Naruto berlari menuju kelompoknya yang sudah berkumpul. Dia masih mencoba memahami apa yang barusan terjadi. Seolah olah pemuda tadi tidak menganggapnya sebagai musuh toh sebenarnnya bisa saja pemuda itu membunuhnya saat dia sedang lengah. Atau mungkin pihak pemberontak sebenarnya tidak seburuk yang dikatakan oleh pimpinannya ? Naruto hanya terdiam mencoba mencari jawaban atas setiap pertanyannya.

"Hey Naruto cepat bangun !, kita di suruh berkumpul di lapangan"

"Hah ? ada apa emangnya ?" Gadis bernama Naruto itu bangkit dari tempat tidurnya

"Beberapa pemberontak berhasil di tangkap" Seorang prajurit muda itu segera berlari meninggalkan Naruto yang masih berusaha mengumpulkan nyawanya.

Naruto bangkit dan mengambil seragam yang tergantung di samping tempat tidurnya. Dia berlari menuju tempat yang di tunjukkan oleh teman satu regunya. Dari kejauhan dia bisa melihat banyak orang yang sedang berkumpul, rasa penasarannya membuat gadis itu berlari menerobos kerumunan dan berusaha untuk mencapai barisan yang paling depan.

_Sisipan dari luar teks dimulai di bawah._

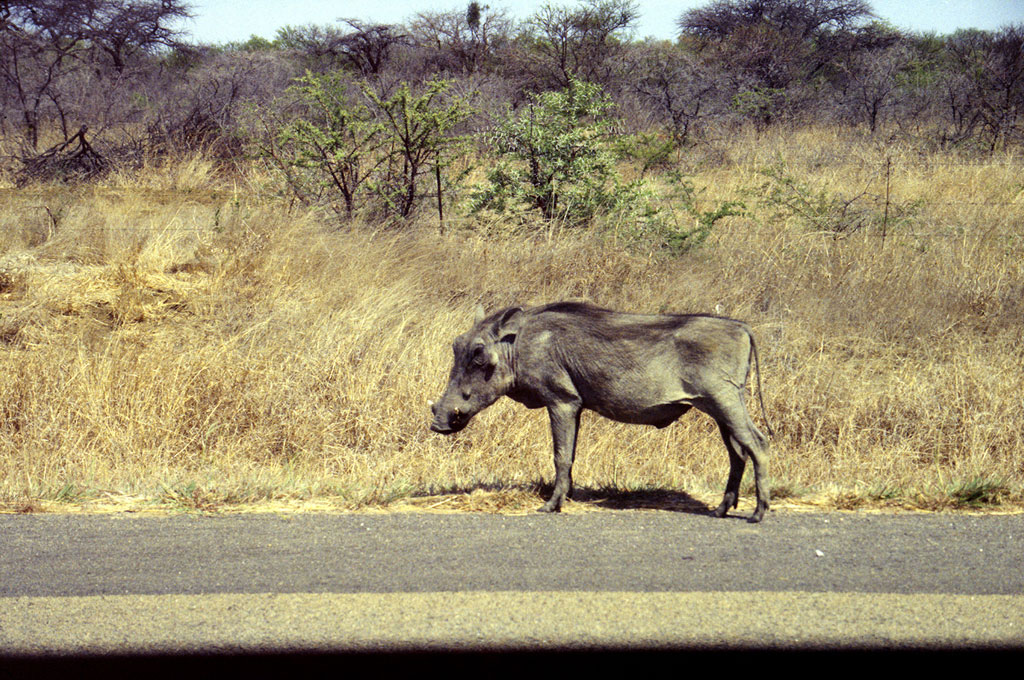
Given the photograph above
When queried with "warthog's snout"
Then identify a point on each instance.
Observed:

"Perhatian semuanya !, bisa kalian lihat inilah mereka yang menyebabkan kekacauan, beberapa teman kita mati di tangan para bedebah ini" seorang pria tua dengan dengan perban yang menutupi sebelah wajahnya yang mencoba memberikan pidato, di belakangnya sudah ada 3 orang yang berlutut dengan kedua tangan diikat dan kepala yang ditutupi oleh karung kumal.

"Perbuatan mereka tidak bisa dimaafkan, dan hari ini mereka akan mendapatkan hukuman yang setimpal" Pria tua itu memberikan isyarat. Seolah olah mengerti arti isyarat itu, 3 orang prajurit maju kedepan sambil membawa senjata mereka. Prajurit itu kemudian mengarahkan senjata mereka kepada 3 orang yang sudah tidak mampu bergerak lagi.

"Tembak !"

*DOR* *DOR* *DOR*

3 suara tembakan yang tepat menghujam ke arah jantung para pemberontak itu berhasil membuat mereka bergerak tidak berdaya. Gadis bernama Naruto yang melihat hal itu merasa shock, untuk pertama kali dalam hidupnya dia menyaksikan hukuman mati secara langsung. Dalam benaknya dia berpikir bahwa suatu saat nanti dia akan melakukan hal itu, merenggut nyawa seseorang dengan tangannya sendiri. Tak kuat melihat hal itu, Naruto langsung berlari meninggalkan kerumunan dan 3 sosok mayat yang sudah tergeletak berlumuran darah.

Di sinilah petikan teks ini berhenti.